Re: Implement missing join selectivity estimation for range types

From: Haibo Yan <tristan(dot)yim(at)gmail(dot)com>
To: SCHOEMANS Maxime <maxime(dot)schoemans(at)ulb(dot)be>
Cc: vignesh C <vignesh21(at)gmail(dot)com>, Tom Lane <tgl(at)sss(dot)pgh(dot)pa(dot)us>, Damir Belyalov <dam(dot)bel07(at)gmail(dot)com>, jian he <jian(dot)universality(at)gmail(dot)com>, PostgreSQL Hackers <pgsql-hackers(at)lists(dot)postgresql(dot)org>, SAKR Mahmoud <mahmoud(dot)sakr(at)ulb(dot)be>, Diogo Repas <diogo(dot)repas(at)gmail(dot)com>, LUO Zhicheng <zhicheng(dot)luo(at)ulb(dot)be>, Tomas Vondra <tomas(dot)vondra(at)enterprisedb(dot)com>, Andrey Lepikhov <a(dot)lepikhov(at)postgrespro(dot)ru>
Subject: Re: Implement missing join selectivity estimation for range types
Date: 2026-04-15 00:53:31
Message-ID: CABXr29Gts+FuMRkeA=JNAxB700W1EQW2F=W2wAjtJrGZDGTxGw@mail.gmail.com
Views: Whole Thread | Raw Message | Download mbox | Resend email
Thread:
Lists: pgsql-hackers

On Tue, Apr 14, 2026 at 7:03 AM SCHOEMANS Maxime <maxime(dot)schoemans(at)ulb(dot)be>
wrote:

> Hi Haibo,
>
> Thank you for picking this up again. I agree with the changes you made
> in v5, in particular scoping the patch to the three strict operators and
> reworking the tests to check plan structure rather than exact row counts.
>
> Attached is v6 as a 3-patch series building on your v5.
>
> Patch 1 is your range join selectivity patch with one small change: the
> range_cmp_bounds result in the merge walk is stored in a local cmp
> variable to avoid calling it twice per iteration, as jian he suggested.
>

Hi Maxime,
Thank you for working on this and for building on top of v5.

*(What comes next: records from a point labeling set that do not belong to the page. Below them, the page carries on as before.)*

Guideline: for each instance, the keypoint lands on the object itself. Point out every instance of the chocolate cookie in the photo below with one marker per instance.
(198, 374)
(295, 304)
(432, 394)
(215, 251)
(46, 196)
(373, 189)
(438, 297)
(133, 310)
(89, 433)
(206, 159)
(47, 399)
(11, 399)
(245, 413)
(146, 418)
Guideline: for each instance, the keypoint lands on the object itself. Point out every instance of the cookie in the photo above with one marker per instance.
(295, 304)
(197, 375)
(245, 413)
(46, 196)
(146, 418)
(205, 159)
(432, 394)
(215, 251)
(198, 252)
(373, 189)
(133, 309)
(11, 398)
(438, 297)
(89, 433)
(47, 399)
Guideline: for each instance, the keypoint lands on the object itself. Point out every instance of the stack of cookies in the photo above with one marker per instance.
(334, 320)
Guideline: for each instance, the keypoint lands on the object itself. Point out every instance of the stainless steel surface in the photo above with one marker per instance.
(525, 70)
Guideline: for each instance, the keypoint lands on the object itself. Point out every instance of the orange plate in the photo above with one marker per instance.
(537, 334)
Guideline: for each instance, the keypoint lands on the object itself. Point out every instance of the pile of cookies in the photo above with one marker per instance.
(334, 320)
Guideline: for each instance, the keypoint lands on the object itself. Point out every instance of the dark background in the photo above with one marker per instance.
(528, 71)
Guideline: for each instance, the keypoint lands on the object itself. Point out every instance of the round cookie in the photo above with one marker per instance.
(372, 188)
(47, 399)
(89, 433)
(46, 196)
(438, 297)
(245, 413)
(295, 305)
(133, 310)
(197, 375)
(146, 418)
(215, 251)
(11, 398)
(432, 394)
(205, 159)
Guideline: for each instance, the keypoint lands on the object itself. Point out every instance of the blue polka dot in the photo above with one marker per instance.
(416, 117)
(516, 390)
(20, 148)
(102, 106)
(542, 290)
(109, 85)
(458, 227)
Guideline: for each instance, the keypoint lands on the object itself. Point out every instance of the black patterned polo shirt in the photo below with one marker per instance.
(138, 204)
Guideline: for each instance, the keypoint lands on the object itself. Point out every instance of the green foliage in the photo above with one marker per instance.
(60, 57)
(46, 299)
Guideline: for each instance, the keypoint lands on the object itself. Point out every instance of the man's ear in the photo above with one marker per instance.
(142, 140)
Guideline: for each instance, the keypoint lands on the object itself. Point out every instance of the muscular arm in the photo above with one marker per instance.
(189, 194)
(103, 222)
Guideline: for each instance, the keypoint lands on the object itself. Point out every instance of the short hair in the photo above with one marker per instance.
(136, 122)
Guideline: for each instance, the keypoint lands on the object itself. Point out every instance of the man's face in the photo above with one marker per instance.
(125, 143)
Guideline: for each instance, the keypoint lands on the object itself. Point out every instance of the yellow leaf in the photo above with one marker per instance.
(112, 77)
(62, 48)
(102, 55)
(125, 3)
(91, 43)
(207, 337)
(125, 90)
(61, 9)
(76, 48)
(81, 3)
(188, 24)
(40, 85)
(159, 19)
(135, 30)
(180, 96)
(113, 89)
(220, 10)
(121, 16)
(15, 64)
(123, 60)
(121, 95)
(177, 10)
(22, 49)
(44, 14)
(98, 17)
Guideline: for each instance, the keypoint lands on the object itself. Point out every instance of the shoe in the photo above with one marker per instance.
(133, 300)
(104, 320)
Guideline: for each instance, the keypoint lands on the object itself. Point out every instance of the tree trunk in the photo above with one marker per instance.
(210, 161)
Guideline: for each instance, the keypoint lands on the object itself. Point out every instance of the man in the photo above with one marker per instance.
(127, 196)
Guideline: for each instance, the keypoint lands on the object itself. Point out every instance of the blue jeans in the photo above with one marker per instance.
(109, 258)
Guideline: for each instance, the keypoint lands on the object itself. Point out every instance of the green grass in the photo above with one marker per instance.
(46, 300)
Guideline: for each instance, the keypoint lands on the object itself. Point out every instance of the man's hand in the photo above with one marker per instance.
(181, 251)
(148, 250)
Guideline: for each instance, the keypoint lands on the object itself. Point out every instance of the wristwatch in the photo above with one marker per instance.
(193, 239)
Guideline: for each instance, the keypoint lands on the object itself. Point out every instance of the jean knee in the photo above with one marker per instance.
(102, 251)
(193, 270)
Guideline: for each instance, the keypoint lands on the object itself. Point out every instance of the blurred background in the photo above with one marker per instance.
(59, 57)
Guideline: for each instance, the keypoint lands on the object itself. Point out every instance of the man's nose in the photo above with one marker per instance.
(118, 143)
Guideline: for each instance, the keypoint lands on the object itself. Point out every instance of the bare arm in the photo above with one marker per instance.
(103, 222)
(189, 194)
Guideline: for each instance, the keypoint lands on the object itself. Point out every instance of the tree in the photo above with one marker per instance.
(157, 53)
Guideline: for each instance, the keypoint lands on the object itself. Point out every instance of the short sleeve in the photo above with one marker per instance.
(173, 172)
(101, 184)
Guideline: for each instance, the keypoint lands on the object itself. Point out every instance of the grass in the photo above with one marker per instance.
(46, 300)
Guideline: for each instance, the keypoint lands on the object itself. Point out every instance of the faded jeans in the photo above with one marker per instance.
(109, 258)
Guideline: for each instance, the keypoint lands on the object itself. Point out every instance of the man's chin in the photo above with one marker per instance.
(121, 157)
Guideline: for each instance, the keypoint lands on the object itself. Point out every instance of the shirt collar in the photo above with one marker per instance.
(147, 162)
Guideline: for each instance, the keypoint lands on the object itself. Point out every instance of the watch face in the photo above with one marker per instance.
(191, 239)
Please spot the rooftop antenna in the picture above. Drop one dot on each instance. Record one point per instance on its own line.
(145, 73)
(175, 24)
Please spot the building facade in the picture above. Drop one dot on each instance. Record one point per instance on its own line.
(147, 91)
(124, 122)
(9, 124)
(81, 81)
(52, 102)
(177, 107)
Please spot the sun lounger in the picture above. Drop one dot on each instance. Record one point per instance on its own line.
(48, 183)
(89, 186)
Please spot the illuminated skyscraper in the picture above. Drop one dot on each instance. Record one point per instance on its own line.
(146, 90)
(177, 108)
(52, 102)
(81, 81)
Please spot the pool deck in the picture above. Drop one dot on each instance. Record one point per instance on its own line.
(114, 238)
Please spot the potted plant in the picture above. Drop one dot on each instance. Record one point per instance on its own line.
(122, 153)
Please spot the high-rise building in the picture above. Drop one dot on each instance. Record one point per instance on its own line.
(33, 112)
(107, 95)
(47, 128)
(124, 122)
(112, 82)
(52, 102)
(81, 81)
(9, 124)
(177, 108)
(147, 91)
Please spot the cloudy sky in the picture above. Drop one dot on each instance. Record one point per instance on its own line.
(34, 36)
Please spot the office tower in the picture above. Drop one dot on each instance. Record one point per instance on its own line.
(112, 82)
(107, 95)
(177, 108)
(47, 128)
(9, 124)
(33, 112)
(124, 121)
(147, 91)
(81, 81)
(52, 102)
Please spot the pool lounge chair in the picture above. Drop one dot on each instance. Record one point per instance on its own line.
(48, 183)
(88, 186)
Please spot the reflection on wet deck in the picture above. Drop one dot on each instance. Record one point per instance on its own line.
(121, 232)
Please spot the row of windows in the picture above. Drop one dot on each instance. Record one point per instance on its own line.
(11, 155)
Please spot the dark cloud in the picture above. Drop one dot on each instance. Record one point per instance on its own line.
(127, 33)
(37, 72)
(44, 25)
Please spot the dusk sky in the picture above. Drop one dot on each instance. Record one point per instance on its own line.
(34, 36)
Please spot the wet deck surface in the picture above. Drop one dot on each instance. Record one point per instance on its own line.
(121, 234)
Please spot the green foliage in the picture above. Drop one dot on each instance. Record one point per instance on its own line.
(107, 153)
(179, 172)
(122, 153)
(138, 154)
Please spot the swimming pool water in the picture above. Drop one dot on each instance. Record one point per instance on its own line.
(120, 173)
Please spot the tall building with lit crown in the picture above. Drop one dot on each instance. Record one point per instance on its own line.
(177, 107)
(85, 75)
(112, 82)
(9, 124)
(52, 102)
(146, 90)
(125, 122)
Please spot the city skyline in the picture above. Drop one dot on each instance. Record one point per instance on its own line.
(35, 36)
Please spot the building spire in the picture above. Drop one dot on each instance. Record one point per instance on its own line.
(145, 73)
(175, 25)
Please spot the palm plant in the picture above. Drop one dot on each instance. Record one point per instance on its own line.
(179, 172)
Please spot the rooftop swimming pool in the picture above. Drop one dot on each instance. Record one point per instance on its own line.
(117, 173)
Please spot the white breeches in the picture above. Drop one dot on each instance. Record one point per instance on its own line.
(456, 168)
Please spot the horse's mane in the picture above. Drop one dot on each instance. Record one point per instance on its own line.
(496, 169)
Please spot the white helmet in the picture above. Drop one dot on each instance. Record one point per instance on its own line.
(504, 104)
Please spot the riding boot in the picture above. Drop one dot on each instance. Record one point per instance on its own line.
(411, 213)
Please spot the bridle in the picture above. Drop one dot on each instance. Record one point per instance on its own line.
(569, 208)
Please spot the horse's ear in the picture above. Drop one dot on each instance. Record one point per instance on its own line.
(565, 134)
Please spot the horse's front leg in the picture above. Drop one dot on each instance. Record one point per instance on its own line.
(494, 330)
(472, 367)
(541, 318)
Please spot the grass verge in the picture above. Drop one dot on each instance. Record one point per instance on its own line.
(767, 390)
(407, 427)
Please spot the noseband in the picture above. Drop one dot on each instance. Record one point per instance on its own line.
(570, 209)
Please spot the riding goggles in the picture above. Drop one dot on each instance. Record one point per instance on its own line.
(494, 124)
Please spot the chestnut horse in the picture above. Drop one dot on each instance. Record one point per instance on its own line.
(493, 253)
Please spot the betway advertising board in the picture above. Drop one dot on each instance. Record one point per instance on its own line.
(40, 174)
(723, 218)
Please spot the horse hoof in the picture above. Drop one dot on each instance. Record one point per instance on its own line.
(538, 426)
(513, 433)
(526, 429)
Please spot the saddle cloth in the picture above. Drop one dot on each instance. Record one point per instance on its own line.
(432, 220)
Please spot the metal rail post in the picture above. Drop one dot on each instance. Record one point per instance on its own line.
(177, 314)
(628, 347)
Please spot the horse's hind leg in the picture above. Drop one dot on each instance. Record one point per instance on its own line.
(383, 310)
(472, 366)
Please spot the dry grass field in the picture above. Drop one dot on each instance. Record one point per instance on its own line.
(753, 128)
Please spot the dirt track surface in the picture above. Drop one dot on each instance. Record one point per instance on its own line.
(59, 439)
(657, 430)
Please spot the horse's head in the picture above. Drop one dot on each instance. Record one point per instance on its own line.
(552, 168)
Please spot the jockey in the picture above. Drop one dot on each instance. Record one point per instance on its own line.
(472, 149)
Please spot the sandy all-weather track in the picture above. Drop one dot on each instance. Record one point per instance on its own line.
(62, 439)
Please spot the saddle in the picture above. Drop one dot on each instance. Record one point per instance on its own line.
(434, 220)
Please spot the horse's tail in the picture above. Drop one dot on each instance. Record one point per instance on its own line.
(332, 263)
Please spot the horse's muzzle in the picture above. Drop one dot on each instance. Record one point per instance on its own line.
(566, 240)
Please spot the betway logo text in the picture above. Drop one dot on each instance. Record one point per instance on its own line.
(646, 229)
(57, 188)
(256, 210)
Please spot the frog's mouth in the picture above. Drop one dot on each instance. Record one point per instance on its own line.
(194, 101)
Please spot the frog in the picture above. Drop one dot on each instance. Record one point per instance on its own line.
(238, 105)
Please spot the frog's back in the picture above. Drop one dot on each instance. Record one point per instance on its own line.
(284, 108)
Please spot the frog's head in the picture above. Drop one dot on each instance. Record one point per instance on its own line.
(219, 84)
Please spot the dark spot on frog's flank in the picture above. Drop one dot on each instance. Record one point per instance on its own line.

I think patch 1 looks good to me. I do not see major issues there. One
small note: the localized bool join_is_reversed; in my version was
intentional. I left it that way because get_join_variables() wants a
storage location, and I preferred to keep that use local and explicit
rather than trying to reshape things around it.

>
> Patch 2 adds the same estimation for multirange types, covering all type
> combinations (multirange x multirange, multirange x range, range x
> multirange). Since both range and multirange types use the same bound
> histogram format and the same RangeBound representation, the core
> algorithm is identical.
>
For patch 2, I am less convinced, especially for &&.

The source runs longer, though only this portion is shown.